The Most Profitable Market-Timing System I Know

Imagine a market strategy that did 11 times better than buy and hold and never experienced a down year. With perfect market timing, that’s as good as it gets.

Traders that avoided every losing year in the stock market since 1970 would have made 11 times more money than buy-and-hold investors. A “perfect timing” trading system would have returned about 15.9% a year while the buy-and-hold investor would have gained about 9.5% a year including dividends.

Perfect market timing is impossible to do in real time because no one can consistently pick tops and bottoms. If they could, they would need to be fairly active. Stocks, as measured by the S&P 500 index, have changed direction more than 10 times in the past 10 years, using a move of at least 10% to measure the major trend.

In real time, the best that most traders can expect is to participate in the market gains after the trend has started and sell after the down move has begun. In this case, market timers would focus on reacting to what the market is doing rather than predicting how it should move in advance. There will be losing trades, but the successful timer will catch most of the long-term trends.

A drawback of this strategy is that using price to decide when to buy and sell guarantees that traders will be at least a little late at all major market turns. By waiting for prices to decline before selling, traders will always have to give back some of the profits made on the up move.

One tool that can help traders get closer to timing the tops and bottoms is momentum. Using momentum measures, it’s possible to get out of the market before a decline starts, and buy signals can come while the bottom is still forming. Momentum can be measured in various ways but all of the different indicators show how fast a stock, mutual fund, or ETF is moving. The simplest way to measure momentum is with the rate of change (ROC) indicator.

ROC measures the percentage change in price. Any time period can be used in the calculation, but we will look at the 6-month ROC to spot trade signals. The ROC usually rises along with price. In a healthy bull market, this confirms the up trend and makes the decision to let winners run easy to implement. As prices near a top, the ROC often slows down before prices fall and using this indicator can help you sell before the price decline even starts in some cases.

In 2007, stocks in China moved up in price quickly enough to be considered a bubble by many observers.
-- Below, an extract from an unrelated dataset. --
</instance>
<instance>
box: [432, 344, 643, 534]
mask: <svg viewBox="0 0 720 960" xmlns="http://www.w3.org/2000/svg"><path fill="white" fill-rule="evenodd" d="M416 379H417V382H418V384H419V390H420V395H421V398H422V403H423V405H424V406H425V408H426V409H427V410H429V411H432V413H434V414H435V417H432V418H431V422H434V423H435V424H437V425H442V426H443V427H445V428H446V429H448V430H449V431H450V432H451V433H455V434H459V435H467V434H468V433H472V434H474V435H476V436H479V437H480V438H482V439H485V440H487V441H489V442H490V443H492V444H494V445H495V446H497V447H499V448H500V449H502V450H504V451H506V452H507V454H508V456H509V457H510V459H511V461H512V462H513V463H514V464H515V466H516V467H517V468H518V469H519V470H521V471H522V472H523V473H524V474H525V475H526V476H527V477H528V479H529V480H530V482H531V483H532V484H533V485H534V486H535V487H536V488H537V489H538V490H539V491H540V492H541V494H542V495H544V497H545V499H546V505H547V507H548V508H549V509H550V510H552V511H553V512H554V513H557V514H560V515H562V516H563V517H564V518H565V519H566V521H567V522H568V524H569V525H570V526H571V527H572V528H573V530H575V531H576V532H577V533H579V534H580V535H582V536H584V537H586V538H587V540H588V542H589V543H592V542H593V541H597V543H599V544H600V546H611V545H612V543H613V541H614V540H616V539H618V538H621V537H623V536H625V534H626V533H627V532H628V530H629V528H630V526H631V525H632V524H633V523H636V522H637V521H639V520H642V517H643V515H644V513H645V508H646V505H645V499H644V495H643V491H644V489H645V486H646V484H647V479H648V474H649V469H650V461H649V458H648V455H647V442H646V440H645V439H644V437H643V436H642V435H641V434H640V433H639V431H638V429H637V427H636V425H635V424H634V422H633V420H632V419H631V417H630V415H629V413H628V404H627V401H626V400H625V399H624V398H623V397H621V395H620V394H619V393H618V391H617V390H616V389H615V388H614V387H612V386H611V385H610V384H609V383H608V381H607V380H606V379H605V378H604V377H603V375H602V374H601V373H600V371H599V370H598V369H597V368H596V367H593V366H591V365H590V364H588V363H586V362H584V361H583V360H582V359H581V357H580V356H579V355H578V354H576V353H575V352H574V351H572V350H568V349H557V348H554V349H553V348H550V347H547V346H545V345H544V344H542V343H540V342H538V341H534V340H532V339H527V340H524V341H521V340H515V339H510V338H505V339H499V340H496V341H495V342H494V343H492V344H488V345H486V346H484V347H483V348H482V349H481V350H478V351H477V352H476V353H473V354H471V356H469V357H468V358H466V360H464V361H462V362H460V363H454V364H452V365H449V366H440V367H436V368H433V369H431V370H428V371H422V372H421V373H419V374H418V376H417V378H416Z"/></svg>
ROC started falling near the top in price, and that would have been a timely exit signal for traders.


In this case, a moving average has been added to the ROC indicator to help time the sell. This system alone can have false signals and additional filters should be applied to this strategy to develop an effective trading system.

ROC can be used to create a market-beating trading strategy. Using this powerful idea, we are now watching the stock market from the sidelines. The S&P 500 has been on a sell signal since March, which means we have been able to find better investment opportunities than the U.S. stock market. The index fell as much as 15% after the sell signal was given and over the last nine months of 2011, the S&P 500 was flat.

 

ROC for the S&P 500 is negative and that indicates the risk of owning stocks is high. The indicator has also been below its moving average for most of 2011.

The signals from the 6-month ROC system will not be perfect and there will be losing trades. But since the beginning of 2007, the 6-month ROC system has delivered an annual return of about 14.7% a year, very close to the long-term record of perfect timing which gained 15.9% a year. With this system, we buy the three ETFs that have the highest ROC over the past six months.

Right now,  my 6-month ROC strategy says that traders should be holding iShares Lehman 7-10 Year Treasury (IEF), iShares Barclays 20+ Year Treasury Bonds (TLT), and iShares iBoxx Investment Grade Corporate Bonds (LQD).